I used the tines of a fork to clean out under my nails while I thought. The screams of the guy I’d killed were more distant now, though I knew I’d never forget them entirely. The memory played itself over and over in my head, but if it weren’t for the dry, gritty feel of my hands and the faint smell of burning, I could almost pretend it was something I’d seen on TV.
So I’d killed a man. That didn’t change the fact that I had five days to come up with my weekly two grand, and I was, oh, about two grand short. It didn’t change the fact that my folks were counting on me, whether they wanted to admit it or not.
It didn’t change the fact that even now I could feel the magic compressed within me like a spring, aching for release, waiting only for my commands to flood forth and change the world as I saw fit.
The dead guy was an accident. Just an accident. I wouldn’t let that happen again.
I went to put on some clothes.
* * *
I must have been the last guy to get to the club, the place was so packed when I showed up. There weren’t a lot of us, maybe sixty or so all told, but everybody was there, jammed into the club, waving their arms and talking loudly. I had expected excitement, but this was crazy. Lazzaro saw me come in, and he pushed his way throu
gh the crowd. A wide grin split his face, and a disconcerting light gleamed in his eyes.
“What’s going on?” I asked, shouting to be heard over the din.
“Going to war!” Lazzaro laughed like a kid at Christmas. “The boss gave it the okay, and he’s even gonna send some guys up from Providence. Old Man Chebyshev has fuckin’ had it.”
“What’s it mean?” I asked. Hey, I’d never been in a full-fledged mob war. It seemed like the thing to do.

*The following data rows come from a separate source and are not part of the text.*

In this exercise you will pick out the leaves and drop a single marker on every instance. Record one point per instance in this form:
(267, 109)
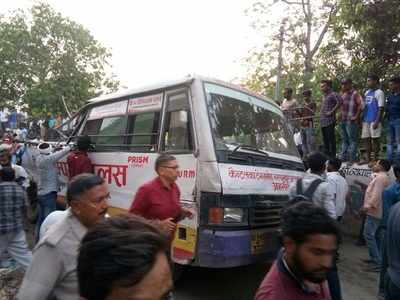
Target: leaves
(45, 56)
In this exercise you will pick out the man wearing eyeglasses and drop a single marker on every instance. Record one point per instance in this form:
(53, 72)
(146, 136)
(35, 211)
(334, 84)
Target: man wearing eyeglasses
(158, 200)
(52, 272)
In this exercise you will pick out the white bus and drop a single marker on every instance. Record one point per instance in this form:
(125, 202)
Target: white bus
(236, 156)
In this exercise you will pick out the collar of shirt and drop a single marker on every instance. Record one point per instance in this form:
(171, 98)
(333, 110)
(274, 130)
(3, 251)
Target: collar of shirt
(284, 268)
(77, 227)
(161, 184)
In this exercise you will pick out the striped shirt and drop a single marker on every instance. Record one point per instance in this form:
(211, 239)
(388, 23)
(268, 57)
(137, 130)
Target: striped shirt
(12, 200)
(328, 104)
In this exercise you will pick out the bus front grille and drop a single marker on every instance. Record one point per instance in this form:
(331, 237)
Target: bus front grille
(267, 211)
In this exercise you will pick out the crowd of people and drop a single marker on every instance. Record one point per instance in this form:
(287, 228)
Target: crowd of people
(83, 253)
(371, 112)
(18, 126)
(90, 255)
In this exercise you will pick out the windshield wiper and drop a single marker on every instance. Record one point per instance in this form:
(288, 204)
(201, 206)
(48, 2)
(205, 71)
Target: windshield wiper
(251, 149)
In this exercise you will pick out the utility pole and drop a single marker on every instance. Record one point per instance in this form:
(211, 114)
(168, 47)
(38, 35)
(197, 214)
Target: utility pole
(279, 73)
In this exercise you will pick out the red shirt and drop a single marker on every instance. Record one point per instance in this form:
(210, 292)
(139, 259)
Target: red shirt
(154, 201)
(280, 284)
(78, 163)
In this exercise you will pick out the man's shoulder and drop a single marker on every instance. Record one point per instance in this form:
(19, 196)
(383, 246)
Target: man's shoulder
(272, 287)
(55, 236)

“Going to the mattresses, man. Shooting war. Means we hit ’em everywhere we can, everywhere they might be weak, and we don’t let up till it’s over.”
Excitement and unease raced through my body in equal measure. This was big, and if we were really going to drive the Russians out, I couldn’t be happier. On the other hand, a whole lot of people were going to die, and I’d be a fool to think that all the casualties were gonna be on the other side.
And there was the old man’s new wizard, the one that had electrocuted me and nearly blown Benedict to kingdom come, to worry about.
Lazzaro elbowed me and grinned even wider. “We’re gonna get made out of this, you and me. Just wait and see.”
I smiled back, best as I was able. Becoming a made man, or “getting straightened out,” was the high point of a mob guy’s life. After that, you were untouchable. You didn’t have to take any shit from anyone. You could do almost anything you wanted, and only the boss could say otherwise. I could understand Lazzaro’s excitement, but I couldn’t bring myself to share it. I thought it was more likely we were gonna get dead than made.
Not long after that, the crowd started to disperse. It was like somebody gave a signal, and I was the only one that didn’t hear it. I grabbed Tink as he walked by.
“Hey, what’s going on?” I asked.
He wasn’t grinning. His face was solemn, and sweat trickled down his temples. My guess was that, unlike Lazzaro, he’d been through a war or two before. He wasn’t scared, not exactly, but he wasn’t laughing either.